Super Hexagon is voiced by journalist Jenn Frank. Cavanagh intended to use a professional voice actor, but did not like their results and returned to Frank, the voice of Hexagon, to reprise the role. Frank stated that, when a game like Super Hexagon is almost entirely created by a single person, it can become a very personal piece of work; "a product of thousands of tiny decisions, and every one is the reflection of the person who made it, what they're like, and what they think about."

===Music===

After Cavanagh used Chipzel's track "Courtesy" in the original Hexagon game, he again sought to use her music in the full game Super Hexagon. Chipzel agreed, and created a three-track chiptune soundtrack that was subsequently released as Super Hexagon EP. The soundtrack again included the track "Courtesy", as well as "Focus" from Chipzel's previous album Phonetic Symphony and a new track titled "Otis". Each track corresponded to a level in the game: "Courtesy" was used on the Hexagon level, "Otis" on the Hexagoner level, and "Focus" on the Hexagonest level. When a level in Super Hexagon is restarted, the track always starts off at a random place in order to keep players from feeling like they have to start back from the beginning every time.

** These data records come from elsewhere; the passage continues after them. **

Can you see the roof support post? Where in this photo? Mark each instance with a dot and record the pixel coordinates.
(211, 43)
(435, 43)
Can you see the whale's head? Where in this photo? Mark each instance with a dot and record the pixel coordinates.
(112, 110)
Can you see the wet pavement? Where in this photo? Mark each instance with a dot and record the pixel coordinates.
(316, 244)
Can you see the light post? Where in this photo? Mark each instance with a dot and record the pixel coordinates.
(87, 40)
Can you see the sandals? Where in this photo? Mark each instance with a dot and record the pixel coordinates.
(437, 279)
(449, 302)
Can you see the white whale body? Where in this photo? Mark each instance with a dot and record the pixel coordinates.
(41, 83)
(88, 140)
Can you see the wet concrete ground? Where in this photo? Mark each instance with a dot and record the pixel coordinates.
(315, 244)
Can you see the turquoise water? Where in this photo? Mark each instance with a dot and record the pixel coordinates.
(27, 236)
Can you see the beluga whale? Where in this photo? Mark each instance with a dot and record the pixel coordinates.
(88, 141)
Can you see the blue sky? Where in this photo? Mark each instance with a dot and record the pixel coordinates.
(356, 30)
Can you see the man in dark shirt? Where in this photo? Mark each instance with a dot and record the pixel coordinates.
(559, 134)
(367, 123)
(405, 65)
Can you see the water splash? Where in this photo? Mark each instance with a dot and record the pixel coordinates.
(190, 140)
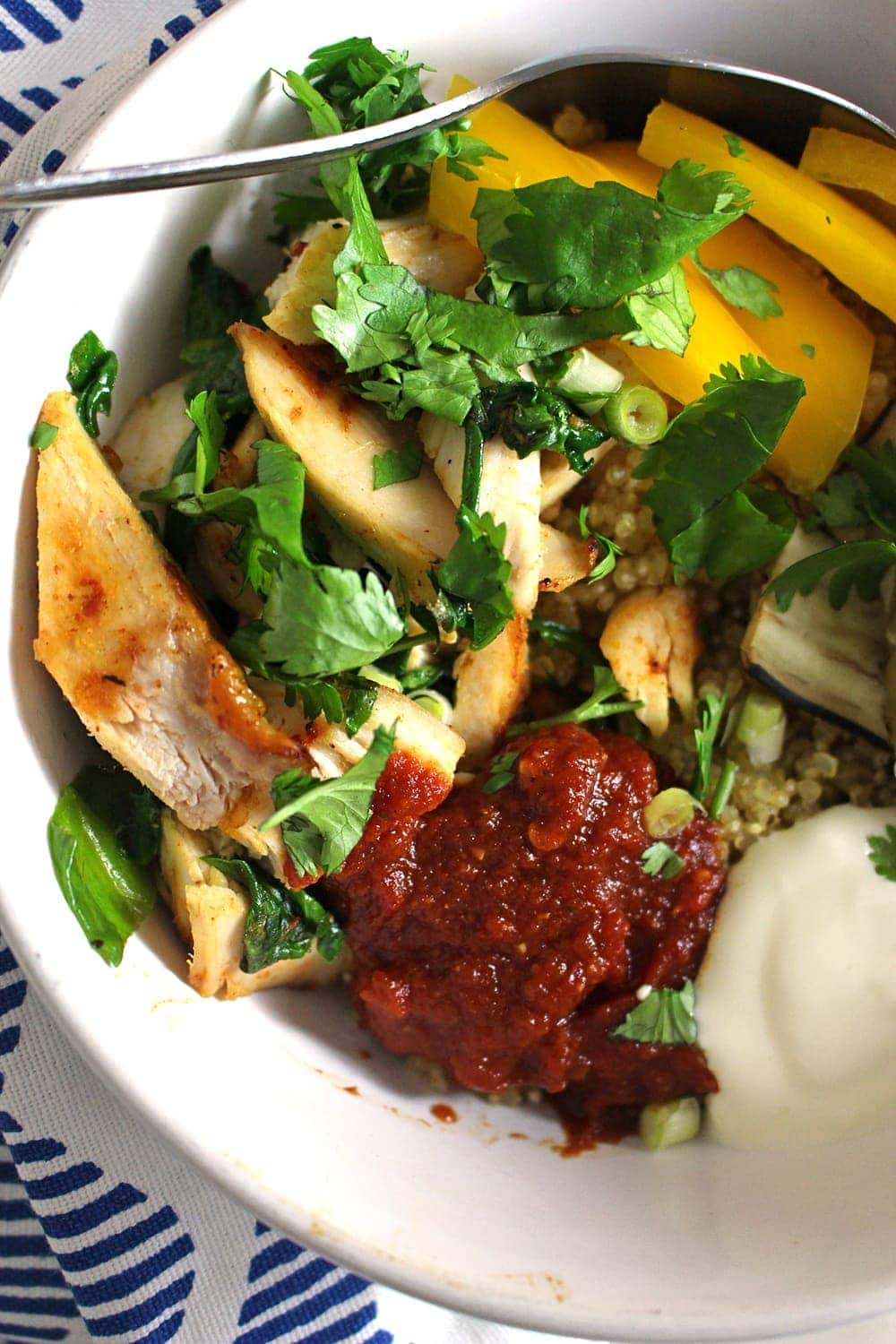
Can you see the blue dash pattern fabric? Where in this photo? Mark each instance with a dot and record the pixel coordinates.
(104, 1233)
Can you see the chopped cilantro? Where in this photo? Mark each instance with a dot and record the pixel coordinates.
(743, 288)
(557, 244)
(705, 513)
(661, 860)
(882, 851)
(474, 574)
(400, 464)
(664, 1018)
(599, 704)
(710, 712)
(500, 771)
(323, 820)
(42, 435)
(91, 376)
(281, 924)
(611, 550)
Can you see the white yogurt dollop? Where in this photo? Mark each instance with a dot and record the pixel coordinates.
(797, 995)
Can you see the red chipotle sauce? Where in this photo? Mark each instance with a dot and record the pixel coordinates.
(504, 935)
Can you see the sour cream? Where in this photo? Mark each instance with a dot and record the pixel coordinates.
(797, 995)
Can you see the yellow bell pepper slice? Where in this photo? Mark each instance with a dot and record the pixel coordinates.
(817, 336)
(852, 245)
(533, 155)
(844, 160)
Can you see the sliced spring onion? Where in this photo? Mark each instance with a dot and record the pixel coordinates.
(637, 414)
(668, 812)
(665, 1124)
(587, 381)
(762, 726)
(435, 703)
(723, 789)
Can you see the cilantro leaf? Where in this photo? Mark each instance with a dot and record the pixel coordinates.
(565, 245)
(91, 376)
(271, 513)
(500, 771)
(323, 820)
(743, 288)
(662, 312)
(560, 636)
(281, 924)
(324, 620)
(611, 550)
(850, 564)
(476, 574)
(215, 300)
(42, 435)
(761, 521)
(365, 86)
(710, 711)
(745, 411)
(599, 704)
(882, 851)
(429, 347)
(661, 860)
(102, 835)
(400, 464)
(664, 1018)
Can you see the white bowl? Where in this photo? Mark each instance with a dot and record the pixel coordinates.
(699, 1244)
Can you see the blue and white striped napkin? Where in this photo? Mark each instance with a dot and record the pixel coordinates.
(104, 1233)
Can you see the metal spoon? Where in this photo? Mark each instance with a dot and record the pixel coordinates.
(785, 105)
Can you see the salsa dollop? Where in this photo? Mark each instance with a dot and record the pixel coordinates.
(504, 935)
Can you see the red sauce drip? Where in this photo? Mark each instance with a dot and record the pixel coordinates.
(503, 935)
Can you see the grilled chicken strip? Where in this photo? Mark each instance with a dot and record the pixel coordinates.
(134, 650)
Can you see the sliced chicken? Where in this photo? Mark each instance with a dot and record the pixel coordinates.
(492, 683)
(651, 642)
(134, 650)
(408, 527)
(210, 916)
(435, 257)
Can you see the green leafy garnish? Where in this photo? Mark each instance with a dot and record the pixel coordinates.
(661, 860)
(500, 771)
(560, 636)
(42, 435)
(557, 244)
(102, 835)
(400, 464)
(743, 288)
(323, 820)
(215, 300)
(850, 564)
(882, 851)
(324, 620)
(281, 924)
(710, 714)
(705, 513)
(611, 550)
(365, 86)
(861, 495)
(599, 704)
(474, 575)
(91, 376)
(664, 1018)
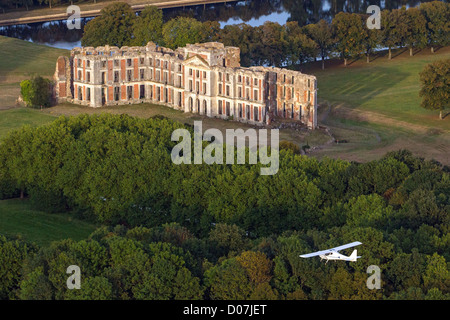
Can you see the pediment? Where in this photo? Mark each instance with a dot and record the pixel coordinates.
(196, 60)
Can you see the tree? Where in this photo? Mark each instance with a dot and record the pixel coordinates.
(435, 86)
(272, 43)
(394, 25)
(322, 33)
(416, 33)
(113, 27)
(36, 92)
(372, 38)
(349, 35)
(180, 31)
(228, 281)
(298, 46)
(438, 23)
(148, 26)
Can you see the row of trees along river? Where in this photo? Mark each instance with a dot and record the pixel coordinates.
(252, 12)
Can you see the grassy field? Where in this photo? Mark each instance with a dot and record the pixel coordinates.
(15, 118)
(19, 60)
(375, 106)
(18, 218)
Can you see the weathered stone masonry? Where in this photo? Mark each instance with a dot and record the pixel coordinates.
(202, 78)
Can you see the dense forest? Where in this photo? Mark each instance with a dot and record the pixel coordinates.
(290, 45)
(218, 231)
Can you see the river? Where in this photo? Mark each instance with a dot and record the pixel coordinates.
(253, 12)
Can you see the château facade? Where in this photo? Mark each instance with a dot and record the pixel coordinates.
(199, 78)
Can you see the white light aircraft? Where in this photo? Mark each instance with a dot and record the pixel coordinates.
(333, 253)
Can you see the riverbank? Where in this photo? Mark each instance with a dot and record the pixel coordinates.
(91, 10)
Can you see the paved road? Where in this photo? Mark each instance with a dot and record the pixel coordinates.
(94, 13)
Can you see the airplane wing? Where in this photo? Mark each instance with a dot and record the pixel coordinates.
(348, 245)
(313, 254)
(345, 246)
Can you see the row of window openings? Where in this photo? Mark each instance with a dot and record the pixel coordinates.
(157, 96)
(129, 63)
(239, 79)
(243, 113)
(165, 66)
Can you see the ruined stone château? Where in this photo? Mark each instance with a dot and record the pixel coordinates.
(200, 78)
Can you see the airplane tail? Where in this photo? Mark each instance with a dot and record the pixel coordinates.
(354, 256)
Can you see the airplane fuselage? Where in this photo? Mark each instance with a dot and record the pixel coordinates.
(336, 256)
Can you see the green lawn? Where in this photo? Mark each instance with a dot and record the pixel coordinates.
(19, 60)
(18, 218)
(15, 118)
(390, 88)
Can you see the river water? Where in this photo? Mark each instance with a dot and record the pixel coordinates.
(252, 12)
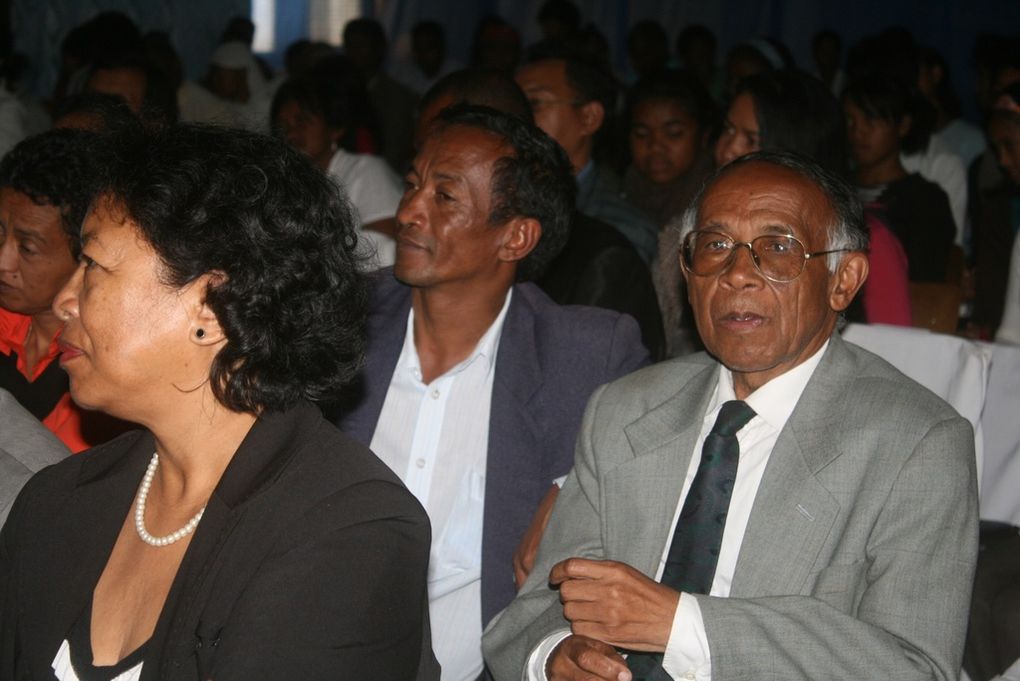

In late 2015, the EP was re-released on hexagonal vinyl.

== Reception ==

Super Hexagon has received a positive critical response with a score of 86/100 on review aggregator website Metacritic for the iOS version and 88/100 for the Windows version.

The game was the runner-up for Apple's App Store "Best of 2012" Game of the Year and was a finalist for the 2013 Independent Games Festival Excellence in Design award (which went to FTL: Faster Than Light) with an Honorable Mention for the Seumas McNally Grand Prize. It was also nominated for "British Game" in the British Academy Video Games Awards in 2013.

Aggregate score
| Aggregator | Score |
|---|---|
| Metacritic | PC: 88/100 iOS: 86/100 |

Review score
| Publication | Score |
|---|---|
| TouchArcade | iOS: 4.5/5 |

== Legacy ==
Vittorio Romeo developed Open Hexagon, a spiritual successor designed to be easily customisable. In May 2021, Terry Cavanagh praised the project in a tweet reading "It's really cool to see that Open Hexagon is still getting regular updates, all these years later - if you liked Super Hexagon and you're interested in what a community driven version looks like, check it out!"